The first line with “simmering” evokes a time of growing and changing and the many things that bubble away just under the surface. The rhubarb is a hardy plant that grows well in rich damp soil and I remember being sent out to collect the rich red stalks. We were always told to cut the leaves off, as they are known to be poisonous. Once in a pot with heaps of sugar and sometimes cut apple, the tart but sweet concoction was always a welcome topping on many things, especially cornflakes and milk.

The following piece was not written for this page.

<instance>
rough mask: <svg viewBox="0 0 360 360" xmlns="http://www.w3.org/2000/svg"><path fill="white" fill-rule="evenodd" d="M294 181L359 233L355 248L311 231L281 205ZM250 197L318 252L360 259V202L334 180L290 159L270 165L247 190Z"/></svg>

The old family piano was something of an icon. Its carved ornate legs had been attacked by bora insects’ many years before and the restoration job by my father was a matter of great pride. As kids we marvelled how the legs had been reshaped with various wood fillers to become almost identical, if you didn’t look too hard. The upright piano looked the part but the tuning and keys were in need of more than just restoration. My mother always loved music and on a very rare occasion when she wasn’t working long hours to support us, or keeping us fed with good nourishing food from the kitchen, she would play an occasional happy tune. We would gather round and encourage her to play more, but there was always something that needed her attention, or a memory that would make her uneasy, and the moment would soon be over . . .
Haiku first published: Jack Stamm Haiku Competition 2011, 3rd Place
Thank you Ron for these thoughts and memories shared here.

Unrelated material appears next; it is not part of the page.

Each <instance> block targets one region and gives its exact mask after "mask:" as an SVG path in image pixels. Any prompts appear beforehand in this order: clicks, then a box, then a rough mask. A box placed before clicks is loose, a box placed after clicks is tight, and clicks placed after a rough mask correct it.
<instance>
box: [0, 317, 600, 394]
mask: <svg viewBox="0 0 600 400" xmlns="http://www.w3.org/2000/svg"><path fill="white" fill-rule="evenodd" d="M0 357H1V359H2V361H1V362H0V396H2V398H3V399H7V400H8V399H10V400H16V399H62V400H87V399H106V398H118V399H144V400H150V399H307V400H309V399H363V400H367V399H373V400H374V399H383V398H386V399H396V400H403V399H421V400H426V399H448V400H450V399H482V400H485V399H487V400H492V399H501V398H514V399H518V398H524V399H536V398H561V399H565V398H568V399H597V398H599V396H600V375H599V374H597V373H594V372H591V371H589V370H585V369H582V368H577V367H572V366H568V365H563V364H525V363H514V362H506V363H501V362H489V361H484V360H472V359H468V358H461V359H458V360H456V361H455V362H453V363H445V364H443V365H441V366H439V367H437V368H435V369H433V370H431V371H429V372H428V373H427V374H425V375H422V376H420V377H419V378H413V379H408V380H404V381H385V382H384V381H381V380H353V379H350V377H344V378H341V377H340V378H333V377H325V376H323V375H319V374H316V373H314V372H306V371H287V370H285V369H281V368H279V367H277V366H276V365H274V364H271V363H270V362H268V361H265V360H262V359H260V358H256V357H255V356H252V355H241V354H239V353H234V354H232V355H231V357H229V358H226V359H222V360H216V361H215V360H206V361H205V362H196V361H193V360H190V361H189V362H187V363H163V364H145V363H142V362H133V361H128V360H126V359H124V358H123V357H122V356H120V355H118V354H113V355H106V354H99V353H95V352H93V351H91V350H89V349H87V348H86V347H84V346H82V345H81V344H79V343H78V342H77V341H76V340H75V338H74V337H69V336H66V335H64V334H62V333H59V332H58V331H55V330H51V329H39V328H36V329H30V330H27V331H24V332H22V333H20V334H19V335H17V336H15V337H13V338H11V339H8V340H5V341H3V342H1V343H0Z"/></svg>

If you have a story that gives us the background to one of your own favourite haiku please send it along.
Groups and Gatherings
To catch up on the latest happenings in some of our regional groups click on the reports below:
Three Rivers Haiku Association of Croatia
The Three Rivers Haiku Association have announced the results of their International Haiku contest on the theme of the gourd.

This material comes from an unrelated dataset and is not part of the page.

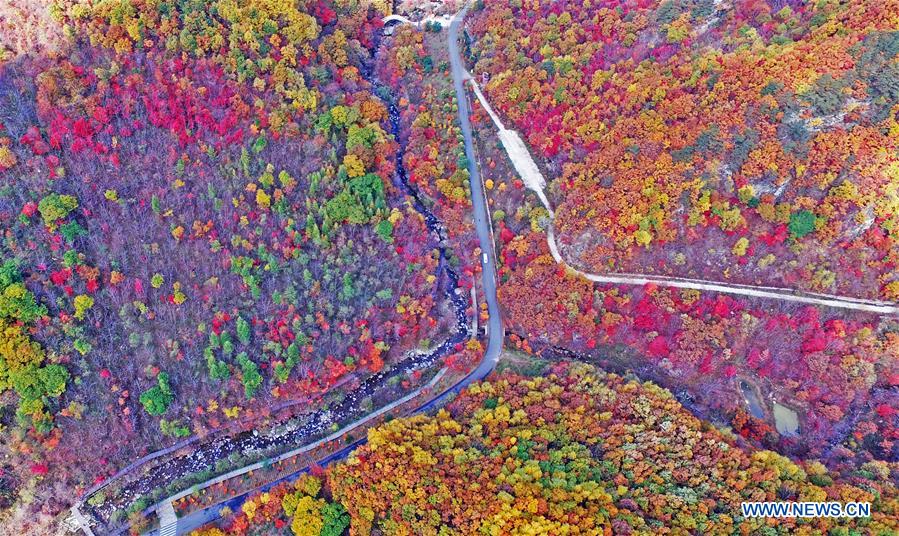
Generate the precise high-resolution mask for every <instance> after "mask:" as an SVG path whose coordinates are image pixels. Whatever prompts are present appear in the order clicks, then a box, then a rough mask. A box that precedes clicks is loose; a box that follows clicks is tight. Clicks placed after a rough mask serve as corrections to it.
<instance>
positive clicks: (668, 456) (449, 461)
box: [194, 362, 899, 536]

Vanessa Proctor and Simon Hanson were among those to have work selected by Carole MacRury.
the farmer sings NessunDorma
to his pumpkins
Vanessa Proctor, Highly commended
“Nessun dorma” (“None shall sleep”) is an aria from the final act of Giacomo Puccini‘s opera Turandot.
the smallest pumpkin nestles
in a toddler’s hand
Vanessa Proctor, Commended
first the trellis
then the oak tree . . .
Simon Hanson, Commended
As a way of introducing AHS committee members to you we are introducing a series of mini-interviews where we have asked them to describe what haiku means to them. We begin with the musings of our patron, Jacqui Murray, in her post ‘Haiku and I are Old Friends’, followed by AHS President, Vanessa Proctor’s perspective on ‘What Haiku Means to Me’. We hope you enjoy the various voices from this eclectic group of haiku poets.
Reviews in Kokako
The September issue of Kokako is brimming with fine haiku, tanka, haibun and related genres. Also in this issue are a number of reviews including those of three Australian publications: Bushfire Moon by Ron C. Moss reviewed by Patricia Prime; Blowing Up Balloons: baby poems for parents by Vanessa Proctor and Gregory Piko reviewed by Tony Beyer; and Eucalypt: a Tanka Journal issue 21 edited by Beverley George and Julie Thorndyke reviewed by Linda Jeannette Ward.
Published twice a year, in April and September, Kokako is a journal of impressive quality. For submission and subscription details click here.
AFL Grand Final Haiku Kukai, 2017
Celebrations in Tigerland! A lot of fun for those involved, you can catch up on the haiku musings of this annual event organised by Rob Scott. Whether a fan of the sport or not feel free to join the game (haiku style) next time around.
Thank you to all those who sent in information, updates and items of news; much appreciated.